August 23, 2012 at 6:37 am
Hi
I understand merge joins as far as why they are quick.
what i dont understand is how to sort the joined fields on the joining tables.
i feel like a bit of a thicko mind
can anyone help
thanks
August 23, 2012 at 7:04 am
If you have a clustered index in the joining fields then you should find the optimiser can omit the sort phase of the execution plan as it can rely on the data being sorted when it reads it using the clustered index.
Having said that this is only one aspect opf many that the optimiser considers in its strategy for choosing the best join method, and there are lots of other factors that may affect your choice of clustered index.
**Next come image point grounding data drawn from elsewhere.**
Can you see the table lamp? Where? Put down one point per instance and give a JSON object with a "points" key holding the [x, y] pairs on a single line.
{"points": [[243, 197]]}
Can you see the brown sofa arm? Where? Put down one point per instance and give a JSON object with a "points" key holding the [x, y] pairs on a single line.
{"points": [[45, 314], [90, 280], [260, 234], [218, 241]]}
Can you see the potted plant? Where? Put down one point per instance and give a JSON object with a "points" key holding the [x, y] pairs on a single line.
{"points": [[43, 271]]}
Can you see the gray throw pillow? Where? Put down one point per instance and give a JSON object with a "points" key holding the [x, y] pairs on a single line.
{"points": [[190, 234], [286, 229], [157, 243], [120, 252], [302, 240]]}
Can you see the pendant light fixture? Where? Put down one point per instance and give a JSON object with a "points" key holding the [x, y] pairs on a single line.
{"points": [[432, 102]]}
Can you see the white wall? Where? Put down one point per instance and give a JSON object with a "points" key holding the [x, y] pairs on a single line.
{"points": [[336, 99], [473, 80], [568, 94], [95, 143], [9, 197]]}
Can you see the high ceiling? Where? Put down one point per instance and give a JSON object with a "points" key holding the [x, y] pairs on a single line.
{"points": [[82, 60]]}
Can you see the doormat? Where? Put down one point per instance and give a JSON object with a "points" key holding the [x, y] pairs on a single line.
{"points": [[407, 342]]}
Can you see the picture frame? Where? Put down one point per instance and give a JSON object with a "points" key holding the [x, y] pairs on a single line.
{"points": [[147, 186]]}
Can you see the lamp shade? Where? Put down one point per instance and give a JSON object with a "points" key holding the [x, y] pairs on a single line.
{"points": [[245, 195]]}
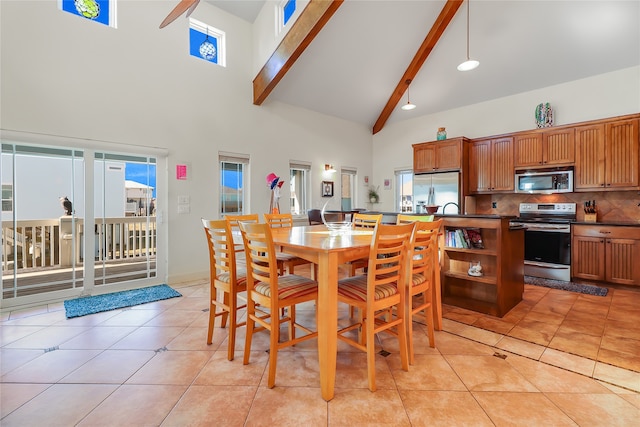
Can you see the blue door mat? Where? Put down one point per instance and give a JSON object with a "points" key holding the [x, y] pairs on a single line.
{"points": [[95, 304]]}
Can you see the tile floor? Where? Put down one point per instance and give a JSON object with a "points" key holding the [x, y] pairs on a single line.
{"points": [[558, 358]]}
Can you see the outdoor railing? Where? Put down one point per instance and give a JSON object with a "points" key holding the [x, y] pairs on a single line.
{"points": [[50, 242]]}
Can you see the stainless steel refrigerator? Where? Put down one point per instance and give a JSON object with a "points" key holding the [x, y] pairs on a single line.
{"points": [[437, 189]]}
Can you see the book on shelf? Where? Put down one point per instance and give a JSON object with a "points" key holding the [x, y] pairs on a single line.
{"points": [[465, 238], [475, 238]]}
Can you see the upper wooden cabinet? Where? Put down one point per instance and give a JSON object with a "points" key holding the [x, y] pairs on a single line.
{"points": [[607, 156], [491, 165], [438, 156], [546, 148]]}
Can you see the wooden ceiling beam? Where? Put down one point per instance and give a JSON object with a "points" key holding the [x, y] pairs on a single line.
{"points": [[302, 32], [446, 15]]}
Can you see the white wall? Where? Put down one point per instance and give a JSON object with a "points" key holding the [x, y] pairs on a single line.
{"points": [[607, 95], [137, 85]]}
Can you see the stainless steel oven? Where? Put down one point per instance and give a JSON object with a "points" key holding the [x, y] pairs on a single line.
{"points": [[547, 239]]}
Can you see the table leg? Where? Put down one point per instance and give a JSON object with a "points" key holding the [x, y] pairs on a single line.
{"points": [[327, 321]]}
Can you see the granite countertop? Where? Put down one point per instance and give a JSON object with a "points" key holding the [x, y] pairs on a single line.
{"points": [[609, 223]]}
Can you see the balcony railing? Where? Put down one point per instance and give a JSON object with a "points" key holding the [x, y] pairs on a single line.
{"points": [[59, 242]]}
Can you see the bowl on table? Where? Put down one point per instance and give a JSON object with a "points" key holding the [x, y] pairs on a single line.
{"points": [[338, 227]]}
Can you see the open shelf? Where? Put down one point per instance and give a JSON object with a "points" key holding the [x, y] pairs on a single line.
{"points": [[501, 286]]}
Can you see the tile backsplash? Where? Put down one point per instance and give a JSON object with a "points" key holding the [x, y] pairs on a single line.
{"points": [[613, 206]]}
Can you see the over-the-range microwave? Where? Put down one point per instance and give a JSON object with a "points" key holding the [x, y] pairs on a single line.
{"points": [[544, 181]]}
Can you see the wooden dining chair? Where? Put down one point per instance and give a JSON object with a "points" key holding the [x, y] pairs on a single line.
{"points": [[234, 221], [367, 222], [268, 294], [226, 280], [378, 292], [423, 257], [286, 262]]}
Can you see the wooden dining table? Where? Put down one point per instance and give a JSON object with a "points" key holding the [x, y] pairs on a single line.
{"points": [[318, 245]]}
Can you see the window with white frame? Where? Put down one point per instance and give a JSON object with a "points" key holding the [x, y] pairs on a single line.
{"points": [[7, 197], [207, 42], [102, 11], [347, 188], [300, 187], [285, 11], [234, 169], [404, 190]]}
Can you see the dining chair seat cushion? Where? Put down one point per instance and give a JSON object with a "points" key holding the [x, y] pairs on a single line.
{"points": [[289, 286], [241, 277], [355, 288], [417, 279]]}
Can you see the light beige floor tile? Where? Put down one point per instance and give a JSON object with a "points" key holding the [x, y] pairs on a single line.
{"points": [[549, 378], [520, 347], [596, 409], [481, 335], [53, 406], [617, 376], [132, 405], [12, 396], [568, 361], [110, 367], [443, 408], [46, 338], [212, 405], [171, 367], [362, 407], [351, 371], [98, 338], [452, 344], [521, 409], [11, 333], [50, 367], [12, 358], [175, 318], [195, 338], [427, 373], [148, 338], [130, 317], [220, 371], [295, 369], [288, 406], [576, 343], [488, 373]]}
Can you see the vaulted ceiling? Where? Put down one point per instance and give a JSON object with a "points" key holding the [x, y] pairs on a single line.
{"points": [[353, 66]]}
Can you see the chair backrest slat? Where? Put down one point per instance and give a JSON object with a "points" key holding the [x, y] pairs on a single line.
{"points": [[361, 220]]}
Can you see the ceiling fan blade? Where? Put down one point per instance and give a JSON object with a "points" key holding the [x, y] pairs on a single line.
{"points": [[182, 7]]}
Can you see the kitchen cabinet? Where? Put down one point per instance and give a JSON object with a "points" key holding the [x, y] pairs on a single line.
{"points": [[607, 156], [606, 253], [501, 256], [546, 148], [491, 165], [438, 156]]}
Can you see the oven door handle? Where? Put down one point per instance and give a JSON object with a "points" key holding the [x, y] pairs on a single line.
{"points": [[549, 266]]}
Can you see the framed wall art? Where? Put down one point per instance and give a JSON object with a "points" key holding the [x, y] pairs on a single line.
{"points": [[327, 188]]}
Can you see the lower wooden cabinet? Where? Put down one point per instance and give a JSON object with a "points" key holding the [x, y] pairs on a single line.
{"points": [[606, 253]]}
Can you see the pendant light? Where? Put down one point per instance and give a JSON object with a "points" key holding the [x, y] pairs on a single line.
{"points": [[408, 106], [469, 64]]}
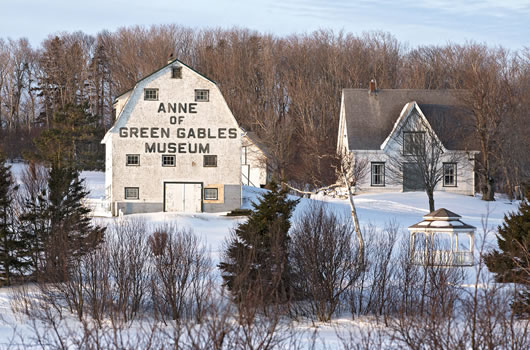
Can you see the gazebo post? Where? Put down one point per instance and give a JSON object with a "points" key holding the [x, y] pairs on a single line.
{"points": [[443, 221]]}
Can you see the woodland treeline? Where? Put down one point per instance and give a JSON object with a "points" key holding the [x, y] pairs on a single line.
{"points": [[286, 89]]}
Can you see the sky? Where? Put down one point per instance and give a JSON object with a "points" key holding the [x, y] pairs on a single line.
{"points": [[415, 22]]}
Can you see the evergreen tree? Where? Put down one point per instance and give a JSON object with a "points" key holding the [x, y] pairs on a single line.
{"points": [[73, 234], [34, 228], [73, 139], [511, 264], [55, 223], [255, 263], [11, 246]]}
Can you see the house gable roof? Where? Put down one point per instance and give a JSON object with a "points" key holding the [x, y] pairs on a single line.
{"points": [[371, 117], [406, 113]]}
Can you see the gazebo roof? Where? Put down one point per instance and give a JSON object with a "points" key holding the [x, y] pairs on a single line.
{"points": [[441, 214], [442, 220]]}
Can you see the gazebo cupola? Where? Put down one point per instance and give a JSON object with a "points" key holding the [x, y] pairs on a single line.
{"points": [[442, 239]]}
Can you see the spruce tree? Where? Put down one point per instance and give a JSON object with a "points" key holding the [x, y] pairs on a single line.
{"points": [[511, 263], [73, 234], [12, 259], [255, 263], [56, 223]]}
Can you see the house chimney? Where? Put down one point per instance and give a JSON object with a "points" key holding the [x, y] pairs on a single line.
{"points": [[373, 86]]}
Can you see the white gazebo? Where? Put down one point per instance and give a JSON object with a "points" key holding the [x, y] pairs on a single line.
{"points": [[442, 239]]}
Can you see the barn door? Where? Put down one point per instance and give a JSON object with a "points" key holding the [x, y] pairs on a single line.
{"points": [[183, 197], [412, 178]]}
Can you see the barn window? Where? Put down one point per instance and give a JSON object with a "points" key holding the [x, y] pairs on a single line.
{"points": [[211, 194], [132, 193], [202, 95], [151, 94], [378, 174], [133, 160], [244, 155], [449, 174], [176, 72], [210, 161], [413, 143], [168, 160]]}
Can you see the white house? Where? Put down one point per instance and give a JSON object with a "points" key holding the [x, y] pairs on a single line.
{"points": [[175, 146], [379, 128]]}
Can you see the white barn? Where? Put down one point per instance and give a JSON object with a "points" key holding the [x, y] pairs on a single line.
{"points": [[376, 127], [175, 146]]}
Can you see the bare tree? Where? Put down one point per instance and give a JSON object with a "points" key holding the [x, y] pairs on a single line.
{"points": [[323, 262]]}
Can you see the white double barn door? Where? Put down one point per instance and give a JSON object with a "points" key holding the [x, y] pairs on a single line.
{"points": [[183, 197]]}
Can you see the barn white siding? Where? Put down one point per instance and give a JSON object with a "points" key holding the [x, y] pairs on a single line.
{"points": [[151, 129]]}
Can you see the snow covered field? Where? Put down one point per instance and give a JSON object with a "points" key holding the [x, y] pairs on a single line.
{"points": [[373, 209]]}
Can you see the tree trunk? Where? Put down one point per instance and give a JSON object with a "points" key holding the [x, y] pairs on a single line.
{"points": [[430, 194], [488, 189], [355, 220]]}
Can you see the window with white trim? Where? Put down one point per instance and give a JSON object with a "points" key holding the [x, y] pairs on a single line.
{"points": [[151, 94], [211, 193], [210, 160], [176, 72], [378, 174], [413, 143], [244, 155], [449, 174], [132, 193], [133, 160], [202, 95], [168, 160]]}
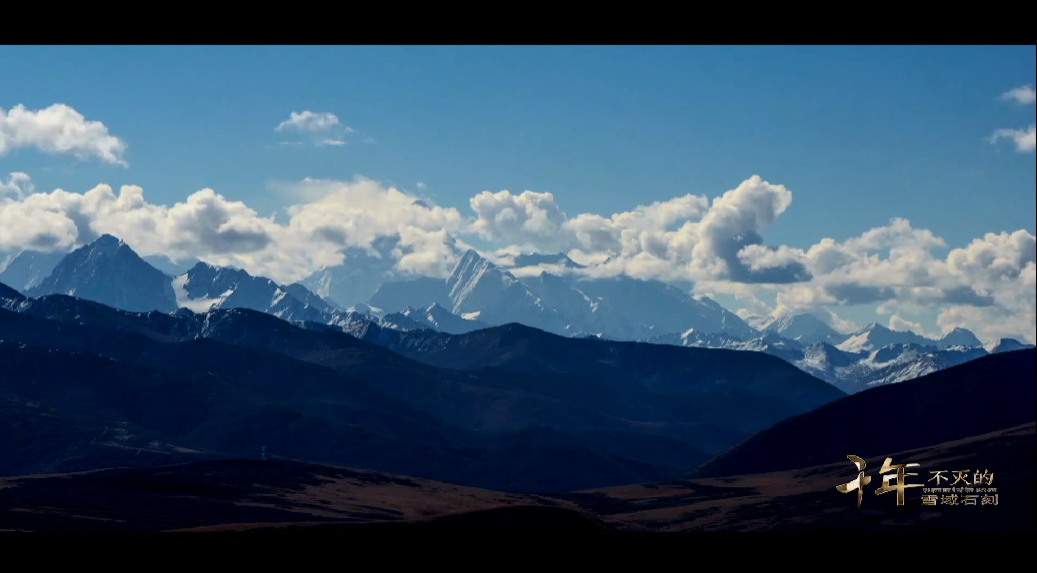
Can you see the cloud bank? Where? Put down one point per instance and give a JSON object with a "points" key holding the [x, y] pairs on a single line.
{"points": [[716, 244], [59, 130]]}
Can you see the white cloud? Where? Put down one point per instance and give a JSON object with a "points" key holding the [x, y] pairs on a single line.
{"points": [[987, 285], [1025, 95], [17, 185], [309, 122], [59, 129], [902, 325], [323, 129], [1024, 139]]}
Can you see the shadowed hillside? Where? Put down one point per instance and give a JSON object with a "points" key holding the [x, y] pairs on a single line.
{"points": [[251, 379], [986, 395]]}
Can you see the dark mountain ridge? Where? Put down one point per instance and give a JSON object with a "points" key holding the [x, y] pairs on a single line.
{"points": [[986, 395]]}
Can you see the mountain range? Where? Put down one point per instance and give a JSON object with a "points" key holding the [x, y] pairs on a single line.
{"points": [[520, 409], [479, 294], [980, 414]]}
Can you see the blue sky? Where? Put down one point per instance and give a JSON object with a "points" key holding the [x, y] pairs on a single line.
{"points": [[859, 135]]}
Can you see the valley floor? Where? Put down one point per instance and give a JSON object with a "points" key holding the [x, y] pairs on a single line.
{"points": [[282, 494]]}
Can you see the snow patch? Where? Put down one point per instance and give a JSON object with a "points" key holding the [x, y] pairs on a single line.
{"points": [[184, 299]]}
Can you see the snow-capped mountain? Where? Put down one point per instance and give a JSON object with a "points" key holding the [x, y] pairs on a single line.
{"points": [[615, 308], [29, 268], [769, 343], [478, 290], [855, 372], [206, 287], [8, 296], [108, 271], [875, 336], [959, 337], [537, 259], [435, 317], [660, 309], [479, 294], [805, 328], [358, 278], [170, 266]]}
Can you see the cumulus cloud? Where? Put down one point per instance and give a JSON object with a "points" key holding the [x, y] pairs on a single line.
{"points": [[309, 121], [902, 325], [1025, 95], [17, 185], [58, 130], [1023, 139], [987, 285], [323, 129], [683, 238]]}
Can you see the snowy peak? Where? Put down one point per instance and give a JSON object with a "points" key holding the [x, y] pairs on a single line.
{"points": [[960, 337], [169, 266], [875, 336], [8, 296], [110, 273], [537, 259], [29, 268], [805, 328], [206, 287], [357, 279]]}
Can you post more on what you are trying to do?
Mike
August 23, 2012 at 7:20 am
well for instance i have a booking table and a attendant table
there is a bookingid in the booking table and a bookingid in the attendant table
i know it is a virtual 1 to one mapping but the attendant table has a primary key on the attendantid and not the bookingid
if i could sort the two tables by bookingid and then merge join i assume that the query would be much faster?
i have no idea how to write the sql that will sort both tables by booking id prior to the join
thanks for the reply and your time
August 23, 2012 at 7:28 am
No problem. Whether it would make much difference to the speed really depnds on how many bookings and how many attendants.
Effectively if you create a clustered index on attenant table on the bookingidf column you will end up with all the bookings for one attendant phsically close to each other, thus reducing disk IO.
But - that could result in lots of index updates and page splits going on when new bookings are taken.
If possible I would get a test copy of the database and experiment - looking at execution plansd and performance stats to make sure the change was worth it.